In conclusion, the trial court held that K.S.A. 1981 Supp. 75-6104(g), the signing exception of the Kansas Tort Claims Act, constituted an absolute bar, as a matter of law, to any action against a governmental entity for failure to cause the initial placement of any traffic signal, road sign or warning device. In so doing, the trial court reasoned that such determination was a wholly discretionary function expressly excepted from the Kansas Tort Claims Act. We do not agree.

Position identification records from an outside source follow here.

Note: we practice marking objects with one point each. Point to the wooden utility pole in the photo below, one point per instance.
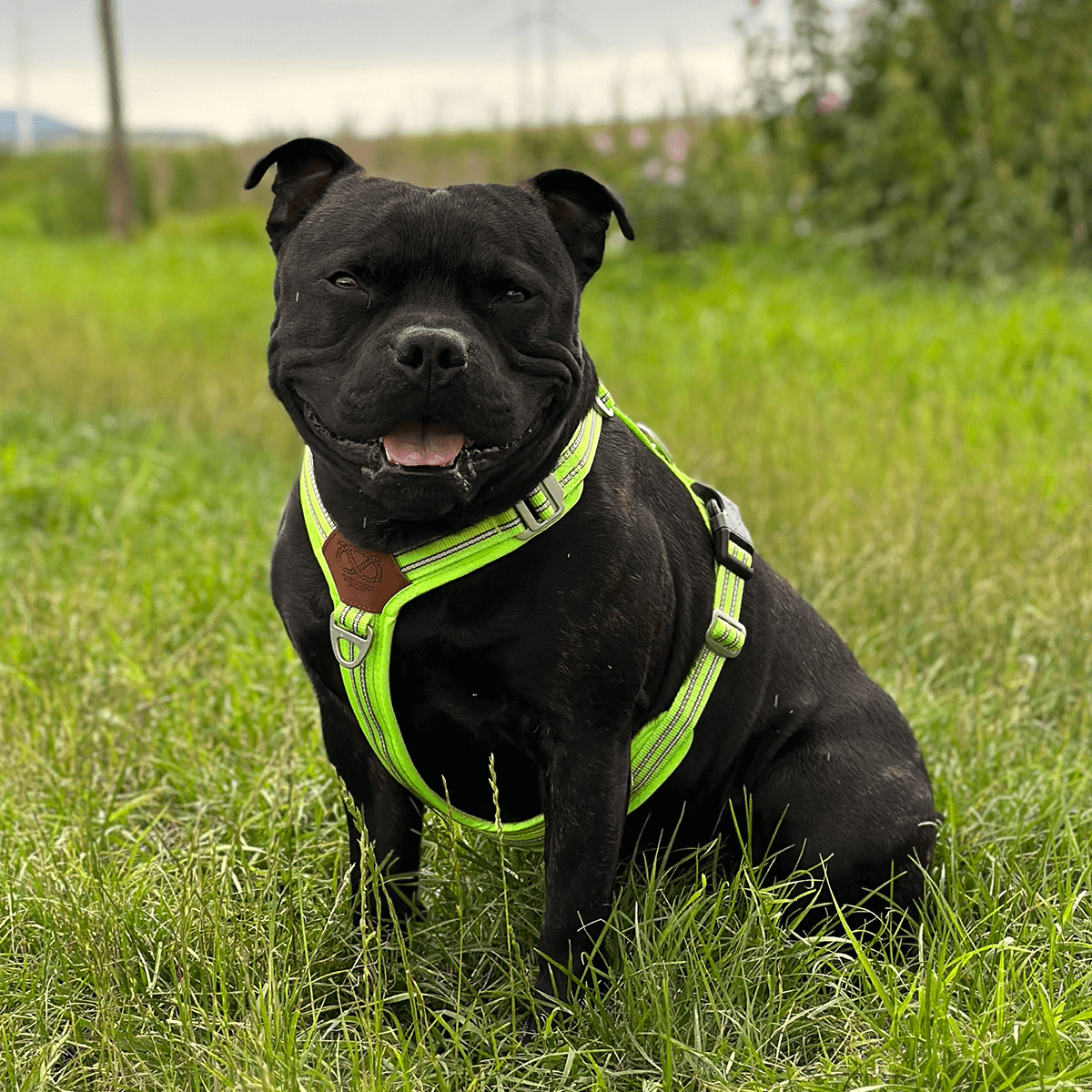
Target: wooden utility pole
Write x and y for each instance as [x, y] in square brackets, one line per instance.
[120, 207]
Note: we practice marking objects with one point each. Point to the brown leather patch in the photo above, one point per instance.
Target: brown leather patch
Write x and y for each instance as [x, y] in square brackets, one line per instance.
[364, 578]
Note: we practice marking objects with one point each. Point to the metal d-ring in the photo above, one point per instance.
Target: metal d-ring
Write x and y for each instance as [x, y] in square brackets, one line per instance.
[361, 644]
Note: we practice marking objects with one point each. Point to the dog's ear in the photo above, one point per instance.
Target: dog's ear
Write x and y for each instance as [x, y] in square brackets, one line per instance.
[580, 208]
[305, 168]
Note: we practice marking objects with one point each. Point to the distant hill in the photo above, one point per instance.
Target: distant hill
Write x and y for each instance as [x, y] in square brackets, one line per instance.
[49, 131]
[46, 130]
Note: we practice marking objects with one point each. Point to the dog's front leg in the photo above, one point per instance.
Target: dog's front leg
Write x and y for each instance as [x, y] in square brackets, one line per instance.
[392, 817]
[587, 795]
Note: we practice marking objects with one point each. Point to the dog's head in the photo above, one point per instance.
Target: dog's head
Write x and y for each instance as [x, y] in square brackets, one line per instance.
[426, 342]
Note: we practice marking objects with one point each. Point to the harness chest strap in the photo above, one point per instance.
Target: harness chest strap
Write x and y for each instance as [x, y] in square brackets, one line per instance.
[369, 589]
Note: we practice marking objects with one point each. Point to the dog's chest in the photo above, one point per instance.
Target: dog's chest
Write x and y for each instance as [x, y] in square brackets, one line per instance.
[464, 696]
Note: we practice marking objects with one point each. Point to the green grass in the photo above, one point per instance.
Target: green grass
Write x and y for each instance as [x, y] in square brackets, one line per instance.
[915, 457]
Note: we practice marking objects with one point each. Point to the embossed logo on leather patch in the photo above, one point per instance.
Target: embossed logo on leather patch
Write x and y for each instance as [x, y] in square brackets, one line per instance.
[365, 579]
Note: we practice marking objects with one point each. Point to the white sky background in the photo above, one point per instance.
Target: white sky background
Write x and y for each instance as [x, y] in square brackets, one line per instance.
[248, 68]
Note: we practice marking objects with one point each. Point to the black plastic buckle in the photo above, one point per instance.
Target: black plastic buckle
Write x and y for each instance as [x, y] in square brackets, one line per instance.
[724, 530]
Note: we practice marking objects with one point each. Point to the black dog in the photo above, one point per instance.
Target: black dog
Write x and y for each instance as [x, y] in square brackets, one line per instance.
[426, 347]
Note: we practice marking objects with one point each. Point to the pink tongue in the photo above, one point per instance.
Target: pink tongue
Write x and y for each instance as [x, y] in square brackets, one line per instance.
[415, 443]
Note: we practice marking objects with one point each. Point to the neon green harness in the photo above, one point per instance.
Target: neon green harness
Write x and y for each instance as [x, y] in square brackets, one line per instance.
[361, 638]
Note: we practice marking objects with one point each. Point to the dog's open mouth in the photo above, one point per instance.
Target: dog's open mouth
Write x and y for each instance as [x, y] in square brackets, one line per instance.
[423, 443]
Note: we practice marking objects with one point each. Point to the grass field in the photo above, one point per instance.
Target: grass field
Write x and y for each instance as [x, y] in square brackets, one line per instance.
[915, 457]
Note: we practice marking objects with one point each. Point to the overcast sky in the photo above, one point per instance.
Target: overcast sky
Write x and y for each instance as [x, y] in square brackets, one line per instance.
[243, 68]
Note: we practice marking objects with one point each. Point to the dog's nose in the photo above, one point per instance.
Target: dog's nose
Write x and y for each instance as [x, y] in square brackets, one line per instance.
[431, 348]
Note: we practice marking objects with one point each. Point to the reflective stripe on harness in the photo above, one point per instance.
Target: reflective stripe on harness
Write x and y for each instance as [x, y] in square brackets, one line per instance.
[361, 639]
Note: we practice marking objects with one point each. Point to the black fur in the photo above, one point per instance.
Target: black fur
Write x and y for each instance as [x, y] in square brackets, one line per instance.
[552, 658]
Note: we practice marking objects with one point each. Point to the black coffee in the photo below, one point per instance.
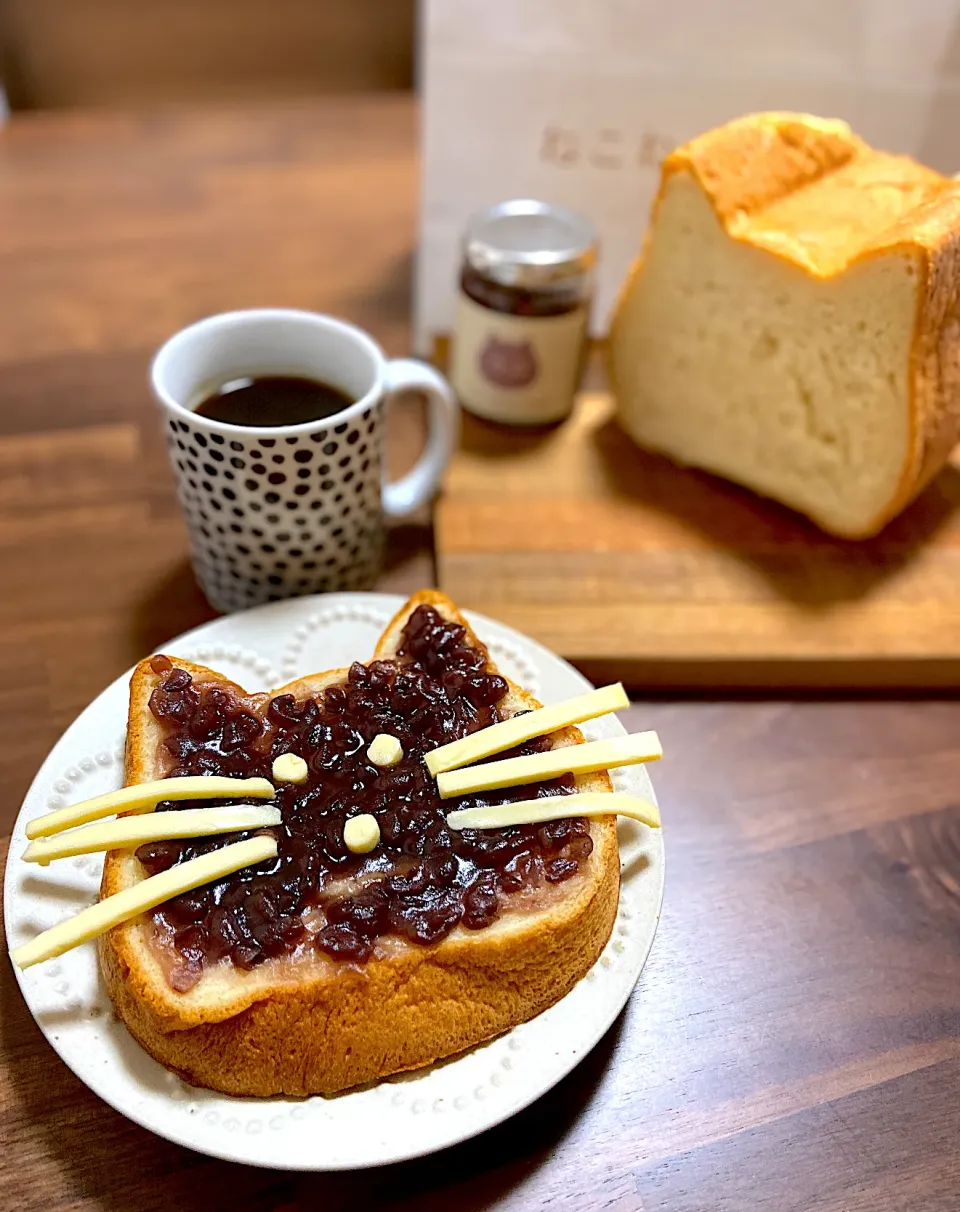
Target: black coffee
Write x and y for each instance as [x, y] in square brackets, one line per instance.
[270, 400]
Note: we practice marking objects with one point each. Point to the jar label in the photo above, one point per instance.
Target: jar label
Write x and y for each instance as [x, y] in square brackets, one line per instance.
[515, 369]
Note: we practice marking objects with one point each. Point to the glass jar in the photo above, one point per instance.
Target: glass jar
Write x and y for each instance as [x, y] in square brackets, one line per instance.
[525, 291]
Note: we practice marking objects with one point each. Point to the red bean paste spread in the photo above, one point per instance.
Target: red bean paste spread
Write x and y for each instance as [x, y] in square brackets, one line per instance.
[422, 880]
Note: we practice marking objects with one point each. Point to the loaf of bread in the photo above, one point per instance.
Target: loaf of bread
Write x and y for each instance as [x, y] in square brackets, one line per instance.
[309, 1024]
[792, 321]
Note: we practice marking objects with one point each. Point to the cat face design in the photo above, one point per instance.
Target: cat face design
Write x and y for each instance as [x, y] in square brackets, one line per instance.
[508, 362]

Whether or not the placement of a warning sign on the particular curve in controversy herein was discretionary or mandatory depends upon the totality of the circumstances involved and may not be determined as a matter of law without regard thereto. We therefore conclude the trial court erred in sustaining the motion for summary judgment in favor of the governmental entities.
We express no opinion as to the merits of the case, nor as to the proper parties to the action. Because of its determination that the KTCA prohibits the action, the district court did not reach the issue of whether or not the State was a proper party.
The judgment of the lower court is reversed and remanded for further proceedings consistent with this opinion.